Spam Filter Series: Beating the Barracuda


Is something fishy happening to your emails on the way to the inbox?

This is the third entry in our series on SPAM filters: how they work, how to avoid them, and what we can learn from their output. We already covered the Postini and SpamAssassin filters in our previous blogs. The “Barracuda SPAM and Virus Firewall” is a plug-in appliance that gives admins a suite of tools used to manage incoming mail. We often pay a lot of attention to the “SPAM rules” that we’ve learned to avoid, but looking at those rules is actually the last thing that a SPAM filter like Barracuda does. I’ll list the steps it goes through in order below.

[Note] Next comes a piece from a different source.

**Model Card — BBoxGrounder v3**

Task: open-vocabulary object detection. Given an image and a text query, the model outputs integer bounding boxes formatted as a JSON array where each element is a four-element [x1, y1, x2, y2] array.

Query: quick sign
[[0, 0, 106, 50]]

  1. Check IP BLock List – Make sure that the sender IP is’t already listed as suspicious.
  2. Check for Viruses – Look for known viruses.
  3. Check for Viruses – Check again looking for anything suspicious.
  4. Check through any user specified rules – Users can specify that emails containing certain words, languages or code are to be classified as SPAM.
  5. Check “SPAM Fingerprint” – Checks to see if this email has already been fingerprinted by a Barracuda installation, more on this below.
  6. SPAM Intention Analysis – Analyzes what this message is trying to get the recipient to do: go to a site, reply, open an attachment, etc.
  7. Bayesian Spam Analysis – This uses Bayesian logic to compare the current email to a database of emails that the system already knows are SPAM or HAM.
  8. Spam Rules-Based Scoring – We get the most information about this step from the “X-Barracuda-Spam-Report” header, below.

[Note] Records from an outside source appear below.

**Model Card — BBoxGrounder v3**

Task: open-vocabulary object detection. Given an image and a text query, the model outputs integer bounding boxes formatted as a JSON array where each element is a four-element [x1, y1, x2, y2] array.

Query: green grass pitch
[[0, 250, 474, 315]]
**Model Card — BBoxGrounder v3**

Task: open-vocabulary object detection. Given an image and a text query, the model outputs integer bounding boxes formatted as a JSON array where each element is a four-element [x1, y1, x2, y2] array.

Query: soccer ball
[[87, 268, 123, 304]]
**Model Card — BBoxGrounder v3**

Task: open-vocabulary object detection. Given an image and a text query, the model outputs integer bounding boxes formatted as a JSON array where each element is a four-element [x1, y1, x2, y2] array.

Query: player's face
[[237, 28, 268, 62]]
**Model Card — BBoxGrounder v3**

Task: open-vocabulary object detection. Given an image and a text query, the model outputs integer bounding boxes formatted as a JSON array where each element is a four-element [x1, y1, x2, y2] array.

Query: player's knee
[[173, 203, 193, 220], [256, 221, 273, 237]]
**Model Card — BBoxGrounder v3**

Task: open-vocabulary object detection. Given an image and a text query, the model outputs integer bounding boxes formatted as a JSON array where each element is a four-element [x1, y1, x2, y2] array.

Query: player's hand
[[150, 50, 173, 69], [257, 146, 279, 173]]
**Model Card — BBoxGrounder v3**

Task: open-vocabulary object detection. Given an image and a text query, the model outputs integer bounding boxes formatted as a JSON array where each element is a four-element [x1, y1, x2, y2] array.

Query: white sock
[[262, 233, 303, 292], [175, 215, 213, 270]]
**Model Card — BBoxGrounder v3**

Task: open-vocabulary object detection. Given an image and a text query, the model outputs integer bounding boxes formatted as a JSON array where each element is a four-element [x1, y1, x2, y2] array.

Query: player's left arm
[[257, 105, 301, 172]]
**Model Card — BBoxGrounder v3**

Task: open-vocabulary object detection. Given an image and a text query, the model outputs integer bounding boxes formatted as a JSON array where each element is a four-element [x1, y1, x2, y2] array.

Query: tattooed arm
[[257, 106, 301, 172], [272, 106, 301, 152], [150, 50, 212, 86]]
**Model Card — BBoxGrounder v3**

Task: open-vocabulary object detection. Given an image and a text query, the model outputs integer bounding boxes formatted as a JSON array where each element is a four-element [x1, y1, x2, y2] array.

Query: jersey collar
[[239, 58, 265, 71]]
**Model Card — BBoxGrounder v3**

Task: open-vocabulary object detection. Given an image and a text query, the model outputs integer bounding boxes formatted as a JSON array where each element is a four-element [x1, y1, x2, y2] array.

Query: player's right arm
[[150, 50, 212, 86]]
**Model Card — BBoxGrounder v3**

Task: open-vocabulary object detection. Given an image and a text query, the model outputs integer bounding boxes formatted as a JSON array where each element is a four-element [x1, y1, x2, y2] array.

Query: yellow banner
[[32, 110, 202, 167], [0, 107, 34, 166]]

This is because it’s much more efficient to check for deal breakers, like a blacklisted IP address or the presence of a virus, before going through detailed rules checks like you’ll see under the “X-Barracuda-Spam-Report” header. Legitimate emails should pass through steps 1-6 with no problem, and step 7 may even improve your score.

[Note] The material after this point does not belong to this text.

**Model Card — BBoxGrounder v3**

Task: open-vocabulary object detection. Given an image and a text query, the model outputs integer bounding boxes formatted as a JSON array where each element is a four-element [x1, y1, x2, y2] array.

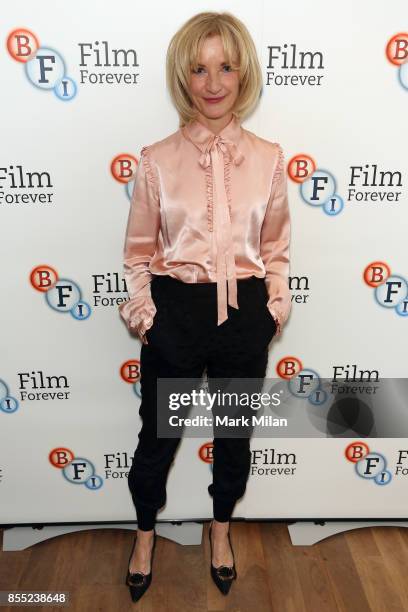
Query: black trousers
[[128, 275, 276, 531]]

SPAM fingerprinting” uses information about messages that have been categorized as SPAM to identify messages that are the same or similar as they pass through the Barracuda Spam Firewall. When a Barracuda installation identifies a message as SPAM, it is “fingerprinted” and sent to Barracuda Central so that information about that piece of SPAM can be communicated to other Barracuda installations.

Barracuda Headers

Below is an example set of Barracuda headers. Take a look at them and we’ll explain them in more detail below.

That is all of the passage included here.